2012年6月のル・マン24時間レースは、アウディが「1923年初回開催以来初のハイブリッド車による勝利」を飾り、幕を閉じた。その後、この分野でのハイブリッド動力システムに関する規則や技術的内容、さらにその周辺の話題などについて取り上げ、「トヨタはル・マンで『ハイブリッド対決に敗れた』のか?」と題したコラムにまとめさせていただいた。ただ今年はル・マンの現地に足を運べず、現車も見ないままの考察だったので、隔靴掻痒の思いが残ったことは否めない。

富士スピードウェイで6時間にわたる接戦を繰り広げたトヨタTS030(優勝)と、アウディR18 e-tronクワトロ2台(この序盤の写真では後方の#1が2位、#2が3位)。(写真提供:Toyota Motorsport GmbH)

 先日(10月12~14日)、富士スピードウェイで「世界耐久選手権(WEC)・富士6時間レース」が開催され、ル・マン・プロトタイプ(LMP)車両において異なる方法論からハイブリッド動力化に挑戦したトヨタTS030とアウディR18 e-tronクワトロが、日本に初上陸(TS030にとっては「里帰り」か)。
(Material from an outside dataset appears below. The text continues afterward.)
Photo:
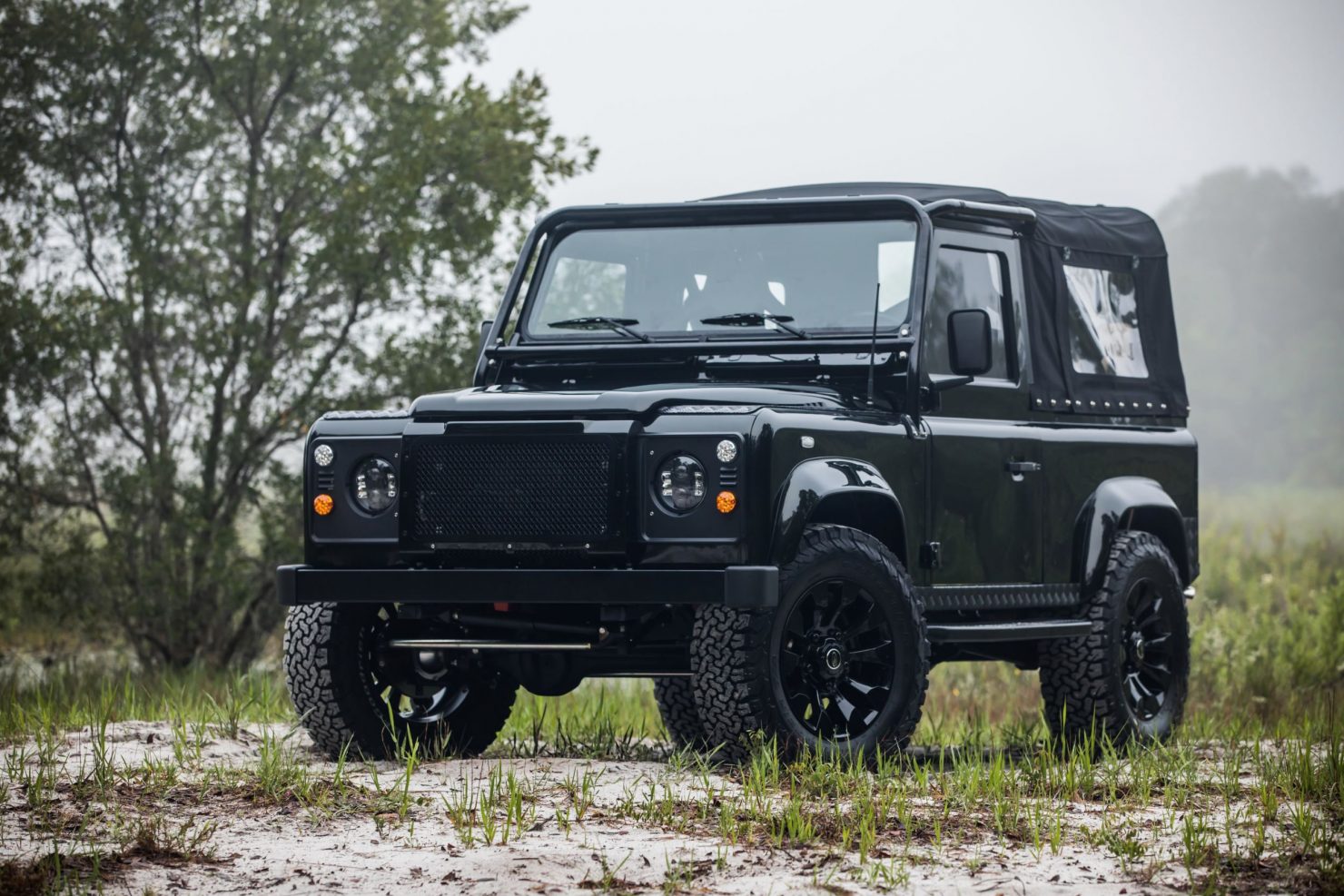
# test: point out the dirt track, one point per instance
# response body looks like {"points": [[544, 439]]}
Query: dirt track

6時間の決勝レースの間、それこそ息つく間もないほどのシビアな戦いを繰り広げた。

 ここで現車とその走行を観察し、さらにトヨタのハイブリッド・レーシング首脳陣自身による技術説明を受けて、前回の推測が違っていたところ、「なるほど!」と膝を打つところ、いろいろあったので、もう一度ここで話題にさせていただくことにした。

トヨタとアウディの「蓄電システム」の違い

 ここでまず、ちょっと専門的になるが原理原則のお話。

 量産実用車に使われるハイブリッド動力システムは、軽負荷、部分負荷域の燃費改善に焦点を絞ったものとなっている。特にガソリンエンジンの場合は、この「軽負荷・部分負荷」領域で、燃料が持つエネルギーを回転力として取り出す効率(これが「熱効率」)が低下しがちだ。そこでもう少し負荷をかける。つまり同じ燃料消費でも、エンジンが出す力を増やし、クルマを押して走らせても余る分の出力は発電に回し、その電力を溜めておいて後で使う。こういうやり方で燃費を改善する効果がかなり大きい。しかしディーゼルエンジンは使っている力が少なくても熱効率が極端に悪化しないので、乗用車程度の重量とエンジンの大きさでは、ハイブリッド化のメリットは大きくない。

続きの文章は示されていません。